LOVE ISLAND USA -- Episode 708 -- Pictured: (l-r) Huda Mustafa, Jeremiah Brown --
Photo by: Kim Nunneley/Peacock

And how did you process the moment when you first learned she was a mother? That was a big part of story during the season as well.

Honestly, in the moment. It was kind of not easy, but it was like, I can’t see her kid, so I don’t think I could process it fully. But the amount [that] I could process it was cool because, honestly, my sister just had a baby, and watching her be a mother has been so beautiful. And so I think that definitely changed my perspective because me personally, I’ve never gone, not even after, but I’ve never been with a single mother or a mother at all. So it was very new to me, but in the moment, it was just us and the villa. So it was easy for me to be like, “Oh, that’s fine.” In the villa, it was a lot to take in, but it seemed cool. It seemed like it came with a lot of pros.

I know you’re not back on social media yet, so don’t know if anyone has told you, but in the last few days, a lot of people have began sharing videos of you talking about books, and so many fans said they wished they were able to see that side of your in the villa. Do you think you were able to show up in the villa as your authentic self, or do you think there are parts you would have liked to showcase more in the competition?

No, that makes a lot of sense. And it was like for the first week, it was good, and me and Huda were having conversations. She was kind of asking about myself, but then for a week there, between Pancake Day and Charlie leaving, it was a lot of just conflict resolution or me just getting to know her, and I communicated this to her. I was like, “Since the date, you haven’t asked me a question about myself in five days,” and that means a lot to me. But then I think when I started talking to Iris and Andreina, that’s when people, that’s when I got to actually talk about myself and my family and what I care about.

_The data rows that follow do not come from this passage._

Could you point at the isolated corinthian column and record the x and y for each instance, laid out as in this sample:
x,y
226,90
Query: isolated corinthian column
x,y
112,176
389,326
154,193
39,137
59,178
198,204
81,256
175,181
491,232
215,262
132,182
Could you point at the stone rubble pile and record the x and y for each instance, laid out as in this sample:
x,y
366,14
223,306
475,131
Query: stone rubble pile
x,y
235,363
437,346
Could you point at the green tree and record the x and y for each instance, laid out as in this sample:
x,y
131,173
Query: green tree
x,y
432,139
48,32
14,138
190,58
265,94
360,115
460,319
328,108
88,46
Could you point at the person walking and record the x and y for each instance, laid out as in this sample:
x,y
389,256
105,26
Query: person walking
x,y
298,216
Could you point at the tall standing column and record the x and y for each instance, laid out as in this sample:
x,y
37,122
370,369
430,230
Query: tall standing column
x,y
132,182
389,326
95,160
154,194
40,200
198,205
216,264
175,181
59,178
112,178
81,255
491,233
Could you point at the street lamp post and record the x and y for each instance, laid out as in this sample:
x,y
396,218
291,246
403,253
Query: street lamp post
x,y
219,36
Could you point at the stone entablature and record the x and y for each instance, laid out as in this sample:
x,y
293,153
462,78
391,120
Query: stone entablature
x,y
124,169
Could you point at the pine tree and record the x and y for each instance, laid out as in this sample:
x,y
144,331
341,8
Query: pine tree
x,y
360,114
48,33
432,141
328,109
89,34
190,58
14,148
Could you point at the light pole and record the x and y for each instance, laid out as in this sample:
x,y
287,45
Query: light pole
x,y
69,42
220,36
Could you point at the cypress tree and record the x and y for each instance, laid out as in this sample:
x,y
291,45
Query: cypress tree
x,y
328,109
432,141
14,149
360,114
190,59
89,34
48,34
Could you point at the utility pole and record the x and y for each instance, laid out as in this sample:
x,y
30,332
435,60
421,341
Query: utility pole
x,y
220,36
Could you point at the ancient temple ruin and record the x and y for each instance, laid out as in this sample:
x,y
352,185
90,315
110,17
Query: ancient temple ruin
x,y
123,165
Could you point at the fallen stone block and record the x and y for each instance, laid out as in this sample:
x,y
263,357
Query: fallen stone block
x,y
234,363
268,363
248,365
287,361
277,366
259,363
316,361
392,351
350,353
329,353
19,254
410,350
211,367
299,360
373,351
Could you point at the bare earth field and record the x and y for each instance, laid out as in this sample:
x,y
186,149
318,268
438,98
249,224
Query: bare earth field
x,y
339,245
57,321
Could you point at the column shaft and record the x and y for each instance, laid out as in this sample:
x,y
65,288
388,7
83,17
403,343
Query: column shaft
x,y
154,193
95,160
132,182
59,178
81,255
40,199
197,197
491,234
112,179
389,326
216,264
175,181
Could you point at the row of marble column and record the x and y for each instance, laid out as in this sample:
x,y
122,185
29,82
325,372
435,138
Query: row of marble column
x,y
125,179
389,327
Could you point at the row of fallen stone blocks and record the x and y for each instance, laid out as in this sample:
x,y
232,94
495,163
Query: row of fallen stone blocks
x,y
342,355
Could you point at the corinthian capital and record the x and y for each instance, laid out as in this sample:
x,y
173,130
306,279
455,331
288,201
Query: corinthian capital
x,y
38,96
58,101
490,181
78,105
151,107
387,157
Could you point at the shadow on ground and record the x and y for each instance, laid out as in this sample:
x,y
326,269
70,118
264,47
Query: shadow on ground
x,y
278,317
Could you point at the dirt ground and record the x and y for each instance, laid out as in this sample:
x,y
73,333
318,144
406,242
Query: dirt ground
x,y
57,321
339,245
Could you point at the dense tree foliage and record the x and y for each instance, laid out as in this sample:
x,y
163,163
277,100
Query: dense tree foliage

So I think the last four or five days, ever since me and Iris’s date, I was my joyous self again. So I got to communicate how I want to communicate [and] talk about myself a little bit. So yeah, I would say I definitely didn’t get to fully express who I am. I was just on the comeback story cusp. But I think enough at the end there, people will see who I really am and that’s like all I can really hope for. Towards the end they’re like, “Oh, this guy’s actually cool,” type s**t.

Who in the season right now are you still rooting for in the villa, grudges aside? Who are the people you think would go all the way?

I’m going to start with this. I think Ace and Chelley have a real thing going on. They danced around each other for three weeks, but at the end of the day, the cute stuff they did, I felt like it was genuine. So I think Ace and Chelley have a good shot. Maybe Taylor and Olandria, but I heard that’s kind of shaken up right now. Honestly, I want Austin to have a crazy comeback story because, as unhinged as he is, he had my back through everything. So I want to see Austin win. Iris and TJ, I’m wishing them the best. They seemed really cute before I left. And honestly, I hope Amaya finds somebody because she is hilarious. She’s intense, but she is hilarious.

Even though you did miss out on Casa Amor, how do you think it would have gone for you, considering you had such a strong connection leading into it?

I’m not going to lie. I would say I definitely would have explored everything. I can’t say if I would’ve liked anybody, but I definitely would’ve been hooping, because me and Andreina talked about that. We’re going to do friendship, best friends first and do it the right way, essentially. So we had a lot of conversation about that, and so I was really ready to explore that option, her and any bombshells that came into Casa Amor. So I would’ve been hooping. Not saying anything would’ve happened, but I definitely would’ve been out there seeing what the word is, for sure.

Love Island USA airs new episodes each day except for Wednesday on Peacock at 9 p.m. EST.